The National Labor Relations Board's (NLRB) Hartford, CT, office has issued a complaint alleging that ambulance service American Medical Response of Connecticut, Inc. (AMR) illegally fired one of its union-represented drivers because she posted negative remarks about her supervisor on her personal Facebook page from her home computer. The NLRB's complaint alleges that the employee's Facebook posting constituted "protected concerted activity" and that the company's blogging and Internet posting policy was impermissibly broad, contained unlawful provisions and constituted interference with employees in the exercise of their "right to engage in protected concerted activity."
The Underlying Facts
According to the NLRB's press release, when asked by her supervisor to prepare an investigative report concerning a customer complaint about her work, the employee requested and was denied representation from her union local. Later that day from her home computer, the employee posted a negative remark about the supervisor on her personal Facebook page, which drew supportive responses from visitors to her page, some of whom were her co-workers, and led to further negative comments about the supervisor from the employee. The employee was suspended and later terminated for her Facebook postings and because such postings violated the company's Internet policies. AMR's social media policy provided that "Employees are prohibited from making disparaging, discriminatory or defamatory comments when discussing the Company or the employee's superiors, co-workers or competitors." The policy did not distinguish between use of company versus personal equipment/computers or business versus off-duty time.
Under the National Labor Relations Act (NLRA), as interpreted by the NLRB over the years, employees have the right to engage in free speech as a form of concerted activity for their "mutual aid or benefit." This right, which applies to both unionized and non-unionized employees , has been extended to email communications and website postings. However, employees are generally not protected where the speech is false, defamatory, disloyal, malicious or reckless. Similarly, conduct that is purely personal or individual in nature, not rising to the level of "concerted activity," is not protected by the NLRA. (Evidently, the NLRB's position here is that the responsive and supportive posts by the employee's Facebook "friends" [including co-workers] and the employee's subsequent posts, satisfied the "concerted activity" threshold.)
What It Means
It must be noted that the communications here were published on the employee's personal Facebook page, and were sent from her home computer. No employer computers or other office equipment were involved. The "concerted activity" protections afforded employees by the NLRA and the NLRB were no doubt designed to enable them to communicate with other employees regarding wages, hours and working conditions, and to engage in other forms of protected activities with fellow employees for the purpose of union organizing, selecting a bargaining representative, engaging in collective bargaining, presenting grievance to their employers or otherwise exercising statutory rights. Communications on Facebook, on the other hand, are not akin to more traditional forms of employee communications like meetings, bulletin board postings or water cooler talk which are directed at, and accessible by, only other employees . To the contrary, Facebook posts or messages go far beyond the workplace; they are available to friends, family, strangers and many millions of other Facebook subscribers around the world. As a result, the manner in which the NLRB determines how it will apply its rules, born in the 1930's industrial setting, to the new age of electronic and social media communications will be highly instructive.

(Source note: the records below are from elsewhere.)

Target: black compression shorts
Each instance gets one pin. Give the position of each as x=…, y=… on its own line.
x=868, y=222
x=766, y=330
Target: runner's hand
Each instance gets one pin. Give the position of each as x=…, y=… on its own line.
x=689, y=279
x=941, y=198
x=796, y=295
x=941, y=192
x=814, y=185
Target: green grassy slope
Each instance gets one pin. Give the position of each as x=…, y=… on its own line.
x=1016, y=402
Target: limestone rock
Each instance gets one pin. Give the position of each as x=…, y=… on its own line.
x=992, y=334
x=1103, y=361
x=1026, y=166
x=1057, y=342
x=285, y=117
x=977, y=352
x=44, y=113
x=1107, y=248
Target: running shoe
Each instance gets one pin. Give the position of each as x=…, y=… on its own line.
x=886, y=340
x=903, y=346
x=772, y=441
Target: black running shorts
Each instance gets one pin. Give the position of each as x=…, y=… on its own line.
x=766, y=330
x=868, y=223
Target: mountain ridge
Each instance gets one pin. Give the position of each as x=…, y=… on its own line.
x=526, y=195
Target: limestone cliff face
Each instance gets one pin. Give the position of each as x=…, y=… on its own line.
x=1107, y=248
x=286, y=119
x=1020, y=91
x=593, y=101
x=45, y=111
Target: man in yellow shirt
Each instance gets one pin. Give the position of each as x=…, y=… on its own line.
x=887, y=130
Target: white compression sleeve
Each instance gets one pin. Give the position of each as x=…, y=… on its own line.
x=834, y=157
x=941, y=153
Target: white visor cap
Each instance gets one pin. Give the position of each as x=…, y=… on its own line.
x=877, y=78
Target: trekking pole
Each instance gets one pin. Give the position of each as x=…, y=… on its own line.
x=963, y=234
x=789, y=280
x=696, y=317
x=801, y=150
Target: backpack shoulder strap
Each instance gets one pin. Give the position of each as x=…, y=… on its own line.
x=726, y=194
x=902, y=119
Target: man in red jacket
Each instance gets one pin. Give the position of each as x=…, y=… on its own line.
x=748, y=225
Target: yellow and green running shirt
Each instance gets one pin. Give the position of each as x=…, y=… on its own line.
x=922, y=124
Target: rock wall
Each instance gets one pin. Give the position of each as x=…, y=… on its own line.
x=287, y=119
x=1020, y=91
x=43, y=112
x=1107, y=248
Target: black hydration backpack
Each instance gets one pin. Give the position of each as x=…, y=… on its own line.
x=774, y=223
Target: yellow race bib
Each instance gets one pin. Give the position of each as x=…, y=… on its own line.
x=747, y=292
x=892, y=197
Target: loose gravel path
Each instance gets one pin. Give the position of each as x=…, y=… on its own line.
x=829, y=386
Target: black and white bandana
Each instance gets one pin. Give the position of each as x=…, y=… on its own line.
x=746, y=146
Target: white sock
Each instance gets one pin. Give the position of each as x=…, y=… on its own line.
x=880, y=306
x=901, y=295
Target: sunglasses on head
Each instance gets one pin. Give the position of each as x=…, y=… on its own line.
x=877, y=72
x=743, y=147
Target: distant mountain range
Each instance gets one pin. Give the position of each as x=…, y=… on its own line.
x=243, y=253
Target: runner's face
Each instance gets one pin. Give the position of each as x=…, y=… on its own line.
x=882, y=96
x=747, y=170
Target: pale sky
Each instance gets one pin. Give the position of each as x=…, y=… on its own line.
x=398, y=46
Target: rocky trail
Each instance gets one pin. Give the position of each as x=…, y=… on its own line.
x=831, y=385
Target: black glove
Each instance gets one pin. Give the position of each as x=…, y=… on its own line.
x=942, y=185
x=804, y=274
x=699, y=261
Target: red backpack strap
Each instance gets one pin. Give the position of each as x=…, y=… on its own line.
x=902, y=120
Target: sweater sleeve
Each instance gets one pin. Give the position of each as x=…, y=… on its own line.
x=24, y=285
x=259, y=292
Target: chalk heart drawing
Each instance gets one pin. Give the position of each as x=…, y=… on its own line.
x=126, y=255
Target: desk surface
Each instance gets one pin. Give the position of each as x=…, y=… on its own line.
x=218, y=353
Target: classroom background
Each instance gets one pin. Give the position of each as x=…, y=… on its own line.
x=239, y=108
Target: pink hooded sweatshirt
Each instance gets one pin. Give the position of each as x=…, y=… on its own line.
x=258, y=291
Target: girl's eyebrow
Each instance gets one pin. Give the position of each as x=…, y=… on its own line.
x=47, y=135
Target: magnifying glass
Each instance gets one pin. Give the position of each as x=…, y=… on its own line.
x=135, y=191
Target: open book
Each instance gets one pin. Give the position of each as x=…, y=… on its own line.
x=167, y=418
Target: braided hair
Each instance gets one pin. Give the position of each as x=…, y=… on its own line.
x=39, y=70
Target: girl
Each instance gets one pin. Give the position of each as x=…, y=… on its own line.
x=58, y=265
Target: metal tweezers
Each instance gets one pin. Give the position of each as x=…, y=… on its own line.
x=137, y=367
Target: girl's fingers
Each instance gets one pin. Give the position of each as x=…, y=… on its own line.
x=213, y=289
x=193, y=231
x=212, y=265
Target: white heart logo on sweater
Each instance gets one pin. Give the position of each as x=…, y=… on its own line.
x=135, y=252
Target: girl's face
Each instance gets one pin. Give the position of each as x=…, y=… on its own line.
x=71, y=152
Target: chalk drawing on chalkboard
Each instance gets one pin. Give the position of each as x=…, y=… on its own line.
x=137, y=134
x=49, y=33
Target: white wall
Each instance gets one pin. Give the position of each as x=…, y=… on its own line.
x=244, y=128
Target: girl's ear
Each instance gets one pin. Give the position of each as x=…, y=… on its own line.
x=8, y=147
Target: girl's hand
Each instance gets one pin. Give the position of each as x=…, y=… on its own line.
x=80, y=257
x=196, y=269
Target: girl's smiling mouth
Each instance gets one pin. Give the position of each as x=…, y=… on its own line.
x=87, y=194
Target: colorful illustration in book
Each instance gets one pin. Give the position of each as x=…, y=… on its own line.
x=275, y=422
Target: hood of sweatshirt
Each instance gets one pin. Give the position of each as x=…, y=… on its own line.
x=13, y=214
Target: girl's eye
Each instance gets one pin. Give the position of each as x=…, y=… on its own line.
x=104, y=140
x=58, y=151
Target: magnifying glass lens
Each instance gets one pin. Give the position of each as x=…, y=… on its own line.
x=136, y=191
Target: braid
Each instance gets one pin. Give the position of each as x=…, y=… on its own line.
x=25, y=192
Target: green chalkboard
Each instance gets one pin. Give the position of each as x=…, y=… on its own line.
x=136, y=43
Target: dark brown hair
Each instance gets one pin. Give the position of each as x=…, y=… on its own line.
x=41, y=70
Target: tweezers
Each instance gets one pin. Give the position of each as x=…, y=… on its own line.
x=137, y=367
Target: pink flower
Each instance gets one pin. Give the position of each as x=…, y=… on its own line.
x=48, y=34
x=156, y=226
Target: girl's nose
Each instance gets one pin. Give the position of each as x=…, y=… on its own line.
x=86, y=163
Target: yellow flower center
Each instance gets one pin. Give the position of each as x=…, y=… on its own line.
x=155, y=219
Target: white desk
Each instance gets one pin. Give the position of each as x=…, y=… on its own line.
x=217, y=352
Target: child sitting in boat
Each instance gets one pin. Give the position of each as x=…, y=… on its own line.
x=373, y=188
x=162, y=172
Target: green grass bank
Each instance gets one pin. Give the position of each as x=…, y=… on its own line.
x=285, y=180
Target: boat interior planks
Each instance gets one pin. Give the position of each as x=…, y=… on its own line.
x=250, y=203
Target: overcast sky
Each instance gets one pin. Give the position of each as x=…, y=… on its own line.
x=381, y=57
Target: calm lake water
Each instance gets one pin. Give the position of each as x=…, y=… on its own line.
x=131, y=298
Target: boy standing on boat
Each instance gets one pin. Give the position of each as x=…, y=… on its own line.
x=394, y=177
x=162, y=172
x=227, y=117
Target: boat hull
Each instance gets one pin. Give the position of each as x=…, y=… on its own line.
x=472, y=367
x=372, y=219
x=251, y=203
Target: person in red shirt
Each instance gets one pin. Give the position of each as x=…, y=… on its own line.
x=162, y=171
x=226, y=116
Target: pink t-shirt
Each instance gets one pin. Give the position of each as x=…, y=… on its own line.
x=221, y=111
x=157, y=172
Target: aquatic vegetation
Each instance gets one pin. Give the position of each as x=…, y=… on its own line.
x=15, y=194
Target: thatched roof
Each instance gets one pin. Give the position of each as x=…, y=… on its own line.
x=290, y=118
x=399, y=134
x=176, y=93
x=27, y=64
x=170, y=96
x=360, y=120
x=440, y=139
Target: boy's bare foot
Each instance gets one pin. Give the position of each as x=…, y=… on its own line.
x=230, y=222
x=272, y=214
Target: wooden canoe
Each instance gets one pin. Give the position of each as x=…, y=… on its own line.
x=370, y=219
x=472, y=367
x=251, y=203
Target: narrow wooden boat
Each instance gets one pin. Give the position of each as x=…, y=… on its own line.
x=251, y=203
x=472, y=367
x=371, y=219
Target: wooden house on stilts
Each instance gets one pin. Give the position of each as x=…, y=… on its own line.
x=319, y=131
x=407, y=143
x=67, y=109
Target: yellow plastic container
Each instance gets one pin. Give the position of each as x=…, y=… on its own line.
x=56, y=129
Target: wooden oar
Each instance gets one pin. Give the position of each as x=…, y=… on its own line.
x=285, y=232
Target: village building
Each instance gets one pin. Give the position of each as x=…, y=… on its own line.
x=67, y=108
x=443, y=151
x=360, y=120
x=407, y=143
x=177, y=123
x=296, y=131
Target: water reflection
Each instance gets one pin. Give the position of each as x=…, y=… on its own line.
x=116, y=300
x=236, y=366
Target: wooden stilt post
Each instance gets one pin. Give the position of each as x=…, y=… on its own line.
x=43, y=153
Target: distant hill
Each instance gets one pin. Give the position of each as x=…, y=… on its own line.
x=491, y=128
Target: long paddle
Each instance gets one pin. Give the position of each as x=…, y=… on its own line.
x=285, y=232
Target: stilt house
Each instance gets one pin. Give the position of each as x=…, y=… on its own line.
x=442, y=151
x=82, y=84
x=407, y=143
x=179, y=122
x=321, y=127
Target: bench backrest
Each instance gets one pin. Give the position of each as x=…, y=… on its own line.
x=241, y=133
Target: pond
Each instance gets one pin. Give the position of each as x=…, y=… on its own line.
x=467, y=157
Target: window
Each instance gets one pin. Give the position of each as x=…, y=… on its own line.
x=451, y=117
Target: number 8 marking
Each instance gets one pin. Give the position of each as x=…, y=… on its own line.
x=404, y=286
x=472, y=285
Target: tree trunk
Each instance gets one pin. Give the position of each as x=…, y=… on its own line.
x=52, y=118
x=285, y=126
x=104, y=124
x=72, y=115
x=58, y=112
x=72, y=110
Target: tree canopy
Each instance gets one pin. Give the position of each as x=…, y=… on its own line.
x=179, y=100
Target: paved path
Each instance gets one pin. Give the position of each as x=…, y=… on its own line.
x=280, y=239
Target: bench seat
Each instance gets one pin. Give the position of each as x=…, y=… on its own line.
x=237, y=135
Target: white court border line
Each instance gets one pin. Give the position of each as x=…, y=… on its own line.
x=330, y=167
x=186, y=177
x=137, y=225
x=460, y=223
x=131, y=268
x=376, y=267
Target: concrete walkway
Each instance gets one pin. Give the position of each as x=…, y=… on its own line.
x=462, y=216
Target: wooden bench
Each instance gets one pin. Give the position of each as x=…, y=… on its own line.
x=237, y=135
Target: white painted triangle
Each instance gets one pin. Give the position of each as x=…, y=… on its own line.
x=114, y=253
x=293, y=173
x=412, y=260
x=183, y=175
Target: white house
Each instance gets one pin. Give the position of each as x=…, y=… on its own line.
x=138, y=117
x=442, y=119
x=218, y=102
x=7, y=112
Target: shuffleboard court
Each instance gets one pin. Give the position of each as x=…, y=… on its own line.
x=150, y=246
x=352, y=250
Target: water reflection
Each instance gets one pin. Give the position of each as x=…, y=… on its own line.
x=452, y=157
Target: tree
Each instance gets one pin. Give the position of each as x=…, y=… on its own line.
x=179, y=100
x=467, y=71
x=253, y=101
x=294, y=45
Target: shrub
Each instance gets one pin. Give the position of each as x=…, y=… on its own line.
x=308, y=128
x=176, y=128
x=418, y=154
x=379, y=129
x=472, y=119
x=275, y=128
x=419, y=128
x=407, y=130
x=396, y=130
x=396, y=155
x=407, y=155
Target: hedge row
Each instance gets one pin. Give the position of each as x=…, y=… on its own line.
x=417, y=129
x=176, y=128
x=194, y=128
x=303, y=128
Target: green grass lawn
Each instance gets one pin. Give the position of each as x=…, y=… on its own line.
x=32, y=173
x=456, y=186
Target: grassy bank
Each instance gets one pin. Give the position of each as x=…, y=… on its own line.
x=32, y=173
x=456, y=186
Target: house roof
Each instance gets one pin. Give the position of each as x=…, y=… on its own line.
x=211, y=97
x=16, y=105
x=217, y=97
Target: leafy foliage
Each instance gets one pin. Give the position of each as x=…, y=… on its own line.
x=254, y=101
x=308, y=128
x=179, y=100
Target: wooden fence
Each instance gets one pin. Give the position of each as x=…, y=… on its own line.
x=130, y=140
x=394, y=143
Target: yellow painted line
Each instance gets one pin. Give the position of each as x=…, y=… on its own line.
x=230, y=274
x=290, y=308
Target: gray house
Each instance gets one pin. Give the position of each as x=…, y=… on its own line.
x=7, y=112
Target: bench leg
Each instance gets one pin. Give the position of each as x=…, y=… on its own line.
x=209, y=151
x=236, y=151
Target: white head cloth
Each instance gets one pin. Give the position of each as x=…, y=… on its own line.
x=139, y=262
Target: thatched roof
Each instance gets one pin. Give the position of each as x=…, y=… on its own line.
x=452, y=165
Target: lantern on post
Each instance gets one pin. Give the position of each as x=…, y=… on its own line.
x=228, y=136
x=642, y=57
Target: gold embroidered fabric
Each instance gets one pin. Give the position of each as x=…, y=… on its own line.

It should also be noted that new guiding principles from the NLRB may affect different social media differently. LinkedIn, for example, is generally understood to be more purely a forum for business-related networking and communication rather than Facebook. Twitter can be particularly ambiguous. Some Twitter identities are plainly vehicles mainly for professional communication; some are purely personal; and a large number are hybrids.
Guidance for Employers
The AMR case is scheduled to be heard before an NLRB Administrative Law Judge on January 25, 2011. It is likely that no decision will issue until much later in 2011. With appeals to the full NLRB and, subsequently, to the courts, this area of law may not be settled for several years.
In the meantime, employers are well-advised to exercise caution prior to imposing discipline or discharge on an employee for engaging in criticism of other employees or the employer via Internet postings or other electronic communication. Similarly, employers should review their social media policies to ensure that, while the employer's business interests are adequately protected, the policy is not so overly broad as to interfere with employee free speech or other protected conduct. Finally, at least one commentator has suggested that employers would be prudent to include protective disclaimer language in any Internet or social media policy to the effect that the policy is not to be applied or interpreted in any way that interferes with employee rights under the NLRA.
The AMR case presents the now Obama-appointed, labor-dominated NLRB with the chance to enunciate clear and comprehensive rules regarding an employer's ability to regulate its employees' rights to utilize electronic communications and social media — such a growing part of everyday lives — in or about the workplace. Those rules, however, may be several years away. In the interim, employers are urged to exercise caution when confronted with disciplinary issues involving conduct or speech that may be deemed "concerted" — as opposed to individual or personal — in nature. We will continue to monitor development in this area.